SauceCat / PDPbox

python partial dependence plot toolbox
http://pdpbox.readthedocs.io/en/latest/
MIT License
844 stars 129 forks source link

Rounding in `get_grid_` causes issues for features with narrow scale #13

Closed flinder closed 6 years ago

flinder commented 6 years ago

If a feature has percentiles that vary by less than 0.01 the generated grid has duplicate values which (for some reason) leads to unequal dimensions of the .feature_grids and .pdp attributes of the pdpbox.pdp.pdp_isolate_obj. When using this development version, the problem with the dimensions is gone, but the grid will have only one value in this example. I could fix the problem for my purposes by just removing the rounding statements in the _get_grids() function (see my fork), but assume there's a reason for the rounding so a real fix is probably more involved (?).

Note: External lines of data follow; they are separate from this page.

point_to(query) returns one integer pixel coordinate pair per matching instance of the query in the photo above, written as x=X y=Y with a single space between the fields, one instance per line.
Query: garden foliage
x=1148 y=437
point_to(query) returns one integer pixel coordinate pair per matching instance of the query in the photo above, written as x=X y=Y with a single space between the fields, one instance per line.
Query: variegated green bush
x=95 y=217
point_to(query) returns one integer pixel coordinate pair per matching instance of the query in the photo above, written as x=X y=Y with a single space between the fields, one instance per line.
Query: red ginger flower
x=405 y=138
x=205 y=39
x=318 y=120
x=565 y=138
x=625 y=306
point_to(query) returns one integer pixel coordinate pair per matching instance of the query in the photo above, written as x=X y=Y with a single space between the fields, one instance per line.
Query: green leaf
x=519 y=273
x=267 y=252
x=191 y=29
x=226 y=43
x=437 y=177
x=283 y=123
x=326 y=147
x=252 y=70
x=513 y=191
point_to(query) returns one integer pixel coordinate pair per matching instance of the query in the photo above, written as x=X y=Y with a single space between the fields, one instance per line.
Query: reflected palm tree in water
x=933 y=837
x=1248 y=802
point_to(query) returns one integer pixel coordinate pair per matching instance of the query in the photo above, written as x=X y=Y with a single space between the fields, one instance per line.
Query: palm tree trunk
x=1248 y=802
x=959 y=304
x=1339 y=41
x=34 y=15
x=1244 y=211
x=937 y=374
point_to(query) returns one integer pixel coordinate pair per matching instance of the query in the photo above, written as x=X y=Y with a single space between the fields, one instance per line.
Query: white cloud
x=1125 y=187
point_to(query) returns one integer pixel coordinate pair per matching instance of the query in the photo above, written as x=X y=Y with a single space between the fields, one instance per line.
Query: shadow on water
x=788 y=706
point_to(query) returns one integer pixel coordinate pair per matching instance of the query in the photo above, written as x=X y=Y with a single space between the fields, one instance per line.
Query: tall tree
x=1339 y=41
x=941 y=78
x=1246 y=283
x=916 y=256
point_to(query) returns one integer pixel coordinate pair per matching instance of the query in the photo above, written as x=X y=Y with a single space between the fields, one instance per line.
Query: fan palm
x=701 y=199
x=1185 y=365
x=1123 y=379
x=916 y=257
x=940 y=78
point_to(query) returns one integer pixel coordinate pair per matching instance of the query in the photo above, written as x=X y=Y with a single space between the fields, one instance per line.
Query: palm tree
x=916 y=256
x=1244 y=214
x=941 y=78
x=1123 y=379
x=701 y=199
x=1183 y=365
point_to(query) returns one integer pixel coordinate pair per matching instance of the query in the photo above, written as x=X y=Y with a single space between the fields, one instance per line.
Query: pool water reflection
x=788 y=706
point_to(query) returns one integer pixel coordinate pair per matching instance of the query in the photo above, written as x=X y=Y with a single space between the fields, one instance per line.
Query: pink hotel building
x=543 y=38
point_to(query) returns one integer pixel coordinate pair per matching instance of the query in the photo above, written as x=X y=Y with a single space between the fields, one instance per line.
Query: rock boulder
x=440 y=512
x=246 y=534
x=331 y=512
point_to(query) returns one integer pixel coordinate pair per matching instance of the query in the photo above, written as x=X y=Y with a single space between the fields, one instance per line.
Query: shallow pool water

Here's a reproducible example (using the version from pypi):

import pandas as pd
import numpy as np

from pdpbox import pdp # Version from pypi
from sklearn.linear_model import SGDClassifier

np.random.seed(123)
df = pd.DataFrame({'y': np.random.randint(0,2,100), 
                  'x1': np.random.uniform(0.5, 0.5001, 100),
                  'x2': np.random.uniform(0.5, 0.5001, 100)})

clf = SGDClassifier()
X = df[['x1', 'x2']]
y = df['y']
clf.fit(X, y)
P = pdp.pdp_isolate(model=clf, train_X=X, feature='x1')

print(P.feature_grids)
print(P.pdp)
SauceCat commented 6 years ago

Interesting catch.